Erik Friedlander

Saturday, May 10, 2008 @ 8:30 pm

Cellist and composer Erik Friedlander performs works from his always changing solo repertoire. In the past, in addition to his own music he has performed pieces by Carlos Santana, Eric Dolphy, Pink Floyd, and Arthur Blythe. This time he will focus on the music from the two solo cello CD’s he released in 2007: Block Ice & Propane, inspired by American roots music and Friedlander’s own history as a young guitar player, the album’s thirteen tracks feature a kind of back porch pizzicato and rich evocative bowed landscapes; and Volac, ten rich and romantic compositions from Zorn’s challenging Book of Angels. The New Yorker said Block Ice was “a magnificent new solo album” (July 9, 2007) and Free Jazz blog called Volac, “dignified, anxious, tormented, serene, superior, melancholy .. it has it all..”

“Erik Friedlander can do things with a cello that should have a reasonable listener fearing for her life. Rostropovich one second and Rottweiler the next.” –Pitchfork

Cellist Erik Friedlander is a composer and an improviser, a classical musician and a jazzbo. As a longtime virtuosic veteran of NYC’s downtown scene, he’s not only backed John Zorn, Laurie Anderson, and Courtney Love, but has also recorded recorded 8 CDs as a leader. His compositional choices and dynamic improvising style have staked out new ground for his instrument. Whether it’s solo playing or performing with one of his bands, Friedlander blends his vision of what the cello can be pushed to do, while maintaining a firm grasp on traditions, both improvising and classical.
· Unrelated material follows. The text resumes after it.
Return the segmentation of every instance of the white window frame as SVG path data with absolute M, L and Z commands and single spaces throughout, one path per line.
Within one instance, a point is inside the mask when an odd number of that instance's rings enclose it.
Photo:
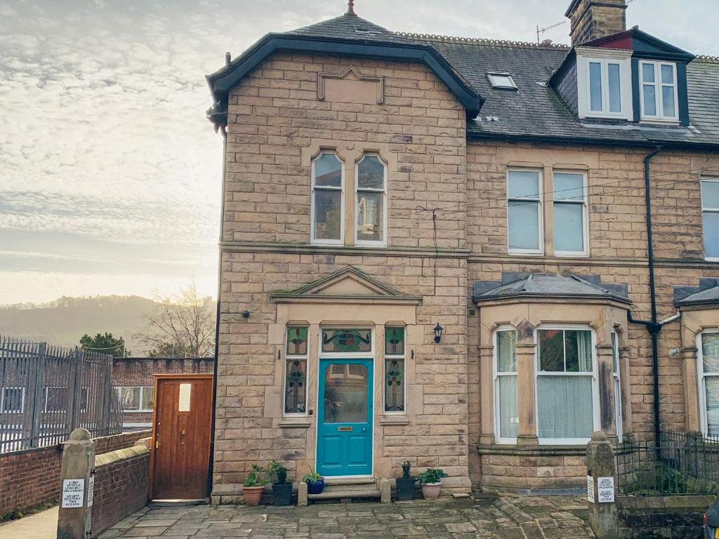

From the beginning, Erik was the beneficiary of a most unusual musical legacy. His father, photographer Lee Friedlander, famous for the cover photos he took for Atlantic Records in the 60s, passed his passion for r&b and jazz to his son. Erik’s earliest memories are of a household filled with the sounds of Ray Charles, Aretha Franklin, McCoy Tyner, Ornette Coleman, and John Coltrane. He’s been playing the cello since age 8, and if you have a concept of what that instrument can do, he will reshape it.